A filmic counterpoint to of another gritty War on Terror documentary, Tim Hetherington and Sebastian Junger’s heart-wrenching Restrepo (2010), Path of Blood establishes the scene with a title card announcing that “this is the story of one those countries (besieged by Al Queda). Saudi Arabia: The Land of the Two Mosques.” With this rather blunt opening, I feared that this was going to be a less than nuanced examination of this complex conflict. However, from the opening scene — which showed a dim-witted would-be suicide bomber goofing around in front of the camera and flubbing his last message to the living — my concerns were eased.

“…a battlefield view of the Saudi government’s efforts to ferret out and purge the nation of its own violent Al-Queda terrorist cells.

The film focuses on the time period predominantly between 2003 and 2007 when the Saudi Al-Queda terrorist cells were most active and their fight with security forces was the most intense. The film unfolds very linearly with Al-Queda members preparing and carrying out horrifying attacks on “hard” and “soft targets” — homes of guest workers, a traffic operations center, the American Embassy, the attempted assassination of high ranking security official — and the pursuit by Saudi security forces. New leaders of the different cells arise and are cut down only to be replaced by others, like the Hydra of ancient Greek legend. At times the mood from scene to scene is jarring: in one shot a child’s shattered, lifeless body is pulled from a bombed building and in the next, like kids playing war, would-be-martyrs are wrestling and shooting at targets from a moving car.

But, as the film progresses, and the murderous terrorist attacks and subsequent battles with security forces continue unabated, the horror builds. One particular scene, in which a group of terrorists brutally interrogate a captured American contractor, unnerved me to the core. What elevates Path of Blood above a mere rote retelling of a far-flung conflict which was has since subsided, is how deftly the filmmaker knits in the footage filmed by the Al-Queda members themselves with other source material. By doing so, the filmmaker both humanizes these young men — some of them boys really — who seem like lost souls in search of some ill-defined adventure while at the same time magnifying their pitiless violence and zealotry, not an easy feat. In one such scene, a black-clad and hooded Al-Queda leader with the nom-de-guerre “Marquin” explains how he was trained in Afghanistan, then went on to fight Yemen, Somalia, Bosnia, again in Afghanistan, and then Saudi Arabia, “the land of two holy mosques,” referring to the mosques in Mecca and Medina. This simple speech should be viewed by anyone interested in the seemingly ceaseless War on Terror as it was a full-throated testament to the failed foreign policies of the late 20th and early 21st Centuries.

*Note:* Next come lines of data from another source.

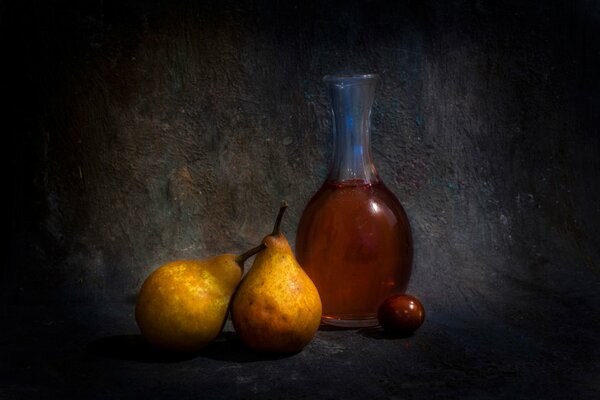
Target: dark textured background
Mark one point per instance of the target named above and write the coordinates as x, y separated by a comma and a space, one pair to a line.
139, 132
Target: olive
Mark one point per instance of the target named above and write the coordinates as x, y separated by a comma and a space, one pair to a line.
401, 314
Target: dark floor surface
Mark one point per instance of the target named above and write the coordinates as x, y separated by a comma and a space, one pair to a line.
55, 355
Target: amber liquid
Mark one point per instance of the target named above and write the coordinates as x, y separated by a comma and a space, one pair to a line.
354, 242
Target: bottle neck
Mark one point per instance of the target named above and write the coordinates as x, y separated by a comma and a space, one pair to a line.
351, 102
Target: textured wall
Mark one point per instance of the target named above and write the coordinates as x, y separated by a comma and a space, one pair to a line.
140, 132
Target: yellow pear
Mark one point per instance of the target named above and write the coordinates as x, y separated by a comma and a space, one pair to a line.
183, 305
276, 307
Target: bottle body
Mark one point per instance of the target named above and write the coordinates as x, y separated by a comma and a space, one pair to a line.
354, 238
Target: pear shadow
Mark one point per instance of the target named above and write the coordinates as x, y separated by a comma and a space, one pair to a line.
134, 348
332, 328
227, 347
377, 332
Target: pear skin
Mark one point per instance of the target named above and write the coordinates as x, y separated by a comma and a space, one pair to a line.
183, 305
276, 307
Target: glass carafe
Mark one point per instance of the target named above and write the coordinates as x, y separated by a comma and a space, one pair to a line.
354, 238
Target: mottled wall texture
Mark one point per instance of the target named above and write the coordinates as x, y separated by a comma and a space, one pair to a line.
142, 131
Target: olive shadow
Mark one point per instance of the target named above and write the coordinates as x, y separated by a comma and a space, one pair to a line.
377, 332
227, 347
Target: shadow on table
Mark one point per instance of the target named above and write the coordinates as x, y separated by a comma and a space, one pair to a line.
227, 347
377, 332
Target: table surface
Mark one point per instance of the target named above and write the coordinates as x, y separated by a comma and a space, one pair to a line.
95, 351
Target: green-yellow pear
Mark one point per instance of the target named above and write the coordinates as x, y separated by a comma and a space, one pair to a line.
182, 305
276, 307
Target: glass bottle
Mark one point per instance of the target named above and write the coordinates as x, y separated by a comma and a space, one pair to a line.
354, 239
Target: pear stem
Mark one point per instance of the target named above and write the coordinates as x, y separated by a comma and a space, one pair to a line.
241, 259
282, 209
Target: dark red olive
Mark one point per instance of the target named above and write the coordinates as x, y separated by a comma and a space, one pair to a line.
401, 314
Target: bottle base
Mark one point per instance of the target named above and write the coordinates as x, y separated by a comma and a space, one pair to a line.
350, 321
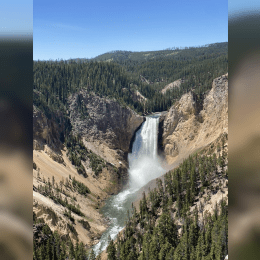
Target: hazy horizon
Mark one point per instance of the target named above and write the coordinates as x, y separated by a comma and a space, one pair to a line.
68, 30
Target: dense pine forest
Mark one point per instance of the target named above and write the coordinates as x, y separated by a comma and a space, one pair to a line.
151, 231
120, 78
169, 223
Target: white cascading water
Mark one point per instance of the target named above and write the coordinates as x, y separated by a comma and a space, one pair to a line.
144, 166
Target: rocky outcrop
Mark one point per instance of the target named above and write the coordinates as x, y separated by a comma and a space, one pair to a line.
175, 84
46, 135
102, 119
189, 125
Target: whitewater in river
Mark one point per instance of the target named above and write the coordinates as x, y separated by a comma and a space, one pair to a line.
144, 166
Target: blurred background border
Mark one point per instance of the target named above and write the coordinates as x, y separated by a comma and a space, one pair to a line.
16, 78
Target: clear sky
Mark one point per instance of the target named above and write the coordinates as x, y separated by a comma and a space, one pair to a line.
16, 18
239, 7
84, 29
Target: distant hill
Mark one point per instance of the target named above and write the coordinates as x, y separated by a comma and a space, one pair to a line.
175, 53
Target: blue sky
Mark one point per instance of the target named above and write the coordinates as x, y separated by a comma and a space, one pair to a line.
16, 18
84, 29
238, 7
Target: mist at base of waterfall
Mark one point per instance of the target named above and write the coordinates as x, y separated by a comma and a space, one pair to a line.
144, 170
144, 166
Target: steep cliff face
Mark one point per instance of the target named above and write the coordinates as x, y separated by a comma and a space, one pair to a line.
46, 135
106, 129
189, 125
104, 120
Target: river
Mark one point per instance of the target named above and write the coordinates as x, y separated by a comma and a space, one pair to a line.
144, 166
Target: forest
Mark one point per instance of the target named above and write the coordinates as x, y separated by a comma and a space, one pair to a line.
151, 231
54, 81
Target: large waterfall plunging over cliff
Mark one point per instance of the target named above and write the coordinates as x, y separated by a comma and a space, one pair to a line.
144, 165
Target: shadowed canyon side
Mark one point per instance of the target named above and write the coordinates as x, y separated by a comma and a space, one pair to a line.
94, 154
183, 214
66, 197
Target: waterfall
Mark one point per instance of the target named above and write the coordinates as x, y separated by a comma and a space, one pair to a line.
144, 165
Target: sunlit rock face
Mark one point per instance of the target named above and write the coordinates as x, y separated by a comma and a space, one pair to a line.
189, 125
104, 120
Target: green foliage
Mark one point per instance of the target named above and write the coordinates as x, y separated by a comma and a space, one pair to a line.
54, 81
84, 223
52, 247
34, 166
198, 240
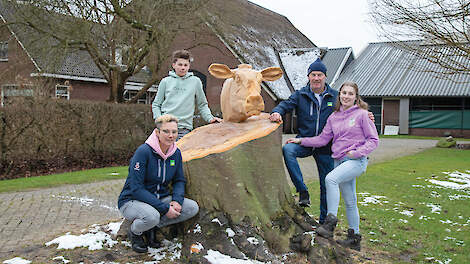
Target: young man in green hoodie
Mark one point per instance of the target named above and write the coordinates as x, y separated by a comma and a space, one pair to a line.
179, 93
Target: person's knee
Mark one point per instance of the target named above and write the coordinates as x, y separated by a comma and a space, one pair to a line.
330, 180
289, 150
152, 219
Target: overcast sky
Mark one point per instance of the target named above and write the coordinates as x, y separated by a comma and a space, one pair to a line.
328, 23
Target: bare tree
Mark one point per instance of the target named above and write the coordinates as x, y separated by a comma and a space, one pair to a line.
441, 29
121, 36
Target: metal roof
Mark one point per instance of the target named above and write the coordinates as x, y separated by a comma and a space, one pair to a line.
385, 69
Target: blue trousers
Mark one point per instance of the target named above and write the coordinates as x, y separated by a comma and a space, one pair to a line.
343, 179
324, 162
144, 216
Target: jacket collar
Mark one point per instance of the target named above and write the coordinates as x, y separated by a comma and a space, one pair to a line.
308, 92
174, 75
153, 142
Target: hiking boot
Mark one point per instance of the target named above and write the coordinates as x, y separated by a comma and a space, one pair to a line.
304, 199
138, 243
352, 241
326, 230
151, 238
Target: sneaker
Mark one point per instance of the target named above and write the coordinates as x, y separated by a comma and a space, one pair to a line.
304, 199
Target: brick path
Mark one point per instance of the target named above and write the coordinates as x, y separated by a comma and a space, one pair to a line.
41, 215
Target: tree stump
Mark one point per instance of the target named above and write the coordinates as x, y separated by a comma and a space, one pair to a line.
235, 172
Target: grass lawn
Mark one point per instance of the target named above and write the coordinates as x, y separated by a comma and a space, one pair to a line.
408, 210
54, 180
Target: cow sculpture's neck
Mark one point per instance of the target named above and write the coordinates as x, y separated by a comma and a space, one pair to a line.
241, 92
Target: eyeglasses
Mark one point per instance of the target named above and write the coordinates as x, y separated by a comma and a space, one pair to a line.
166, 131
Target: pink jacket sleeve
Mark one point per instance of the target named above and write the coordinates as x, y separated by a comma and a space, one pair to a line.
320, 140
371, 137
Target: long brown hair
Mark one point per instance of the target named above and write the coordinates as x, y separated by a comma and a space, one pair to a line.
358, 101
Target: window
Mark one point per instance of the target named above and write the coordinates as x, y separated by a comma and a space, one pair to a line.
129, 94
3, 51
62, 91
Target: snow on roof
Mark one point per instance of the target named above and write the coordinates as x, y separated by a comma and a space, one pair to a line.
296, 62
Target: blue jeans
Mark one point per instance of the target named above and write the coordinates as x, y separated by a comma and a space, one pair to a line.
144, 216
343, 178
324, 162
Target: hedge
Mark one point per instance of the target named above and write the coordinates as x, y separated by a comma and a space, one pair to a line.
40, 136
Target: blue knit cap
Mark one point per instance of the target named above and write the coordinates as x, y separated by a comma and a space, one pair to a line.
317, 66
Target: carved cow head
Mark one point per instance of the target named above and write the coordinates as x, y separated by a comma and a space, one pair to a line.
241, 92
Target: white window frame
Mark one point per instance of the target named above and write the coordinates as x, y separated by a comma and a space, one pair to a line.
61, 88
4, 47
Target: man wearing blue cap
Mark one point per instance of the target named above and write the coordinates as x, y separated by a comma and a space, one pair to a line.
313, 105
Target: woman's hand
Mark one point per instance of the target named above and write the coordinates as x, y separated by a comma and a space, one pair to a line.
294, 140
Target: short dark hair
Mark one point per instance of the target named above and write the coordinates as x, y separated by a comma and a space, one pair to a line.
182, 54
165, 119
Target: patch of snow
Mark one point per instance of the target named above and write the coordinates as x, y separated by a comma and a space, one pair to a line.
436, 209
16, 260
215, 257
85, 201
197, 229
457, 181
253, 240
216, 220
458, 197
230, 232
61, 258
407, 212
114, 227
424, 217
170, 250
373, 199
93, 240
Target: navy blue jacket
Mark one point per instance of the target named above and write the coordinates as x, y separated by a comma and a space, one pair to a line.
149, 176
311, 117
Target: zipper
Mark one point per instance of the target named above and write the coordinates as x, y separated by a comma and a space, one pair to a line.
158, 185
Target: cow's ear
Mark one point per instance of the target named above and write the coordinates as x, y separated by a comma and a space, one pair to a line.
220, 71
271, 73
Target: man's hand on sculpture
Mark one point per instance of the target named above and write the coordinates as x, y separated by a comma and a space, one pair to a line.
172, 213
293, 140
275, 117
216, 120
176, 206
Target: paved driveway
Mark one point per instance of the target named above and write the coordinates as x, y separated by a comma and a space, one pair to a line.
37, 216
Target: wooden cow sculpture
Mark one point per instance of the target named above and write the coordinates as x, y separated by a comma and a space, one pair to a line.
241, 92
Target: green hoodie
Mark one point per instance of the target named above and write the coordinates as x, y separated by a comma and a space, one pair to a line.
177, 96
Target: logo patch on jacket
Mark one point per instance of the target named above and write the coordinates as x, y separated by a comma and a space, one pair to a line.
352, 122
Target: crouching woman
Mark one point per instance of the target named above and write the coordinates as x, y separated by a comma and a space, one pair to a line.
145, 199
354, 137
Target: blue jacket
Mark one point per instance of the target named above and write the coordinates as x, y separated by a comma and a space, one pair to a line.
311, 118
149, 176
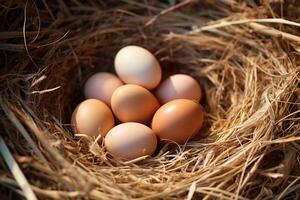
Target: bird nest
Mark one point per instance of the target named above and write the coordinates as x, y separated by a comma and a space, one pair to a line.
245, 54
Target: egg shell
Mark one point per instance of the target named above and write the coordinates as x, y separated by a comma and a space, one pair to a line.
101, 86
178, 120
92, 117
136, 65
130, 140
178, 86
133, 103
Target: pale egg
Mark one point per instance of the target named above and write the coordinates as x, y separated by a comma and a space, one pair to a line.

“…the filmmaker knits in the footage filmed by the Al-Queda members themselves with other source material.”

I have to believe that Hacker, a journey filmmaker who has directed the TV documentaries Britain’s First Suicide Bombers and The New Detectives: Case Studies in Forensic Science, found a kindred spirit in his Executive Producer Mark Boal who was the writer of both The Hurt Locker and Zero Dark Thirty.

If there’s any criticism to be leveled at the film it would be that the narrative stops rather abruptly, essentially when the last major Al-Queda cells are routed by Saudi security forces in 2007. We do learn that some of the remaining fighters have made their way to Yemen were open war currently rages. However, I found myself wanting an epilogue of sorts, especially with the young Al-Queda members who we see being weaned off radicalism and deprogrammed by the Saudi government. What is their mindset ten years later, when the U.S. is awash in xenophobia and Trump’s Muslim ban is now legally sanctioned? Is another conflict in the region imminent or has violent, radical dissent been truly snuffed out? One way or another, we will surely find out.

Path of Blood (2018) Directed by Jonathan Hacker.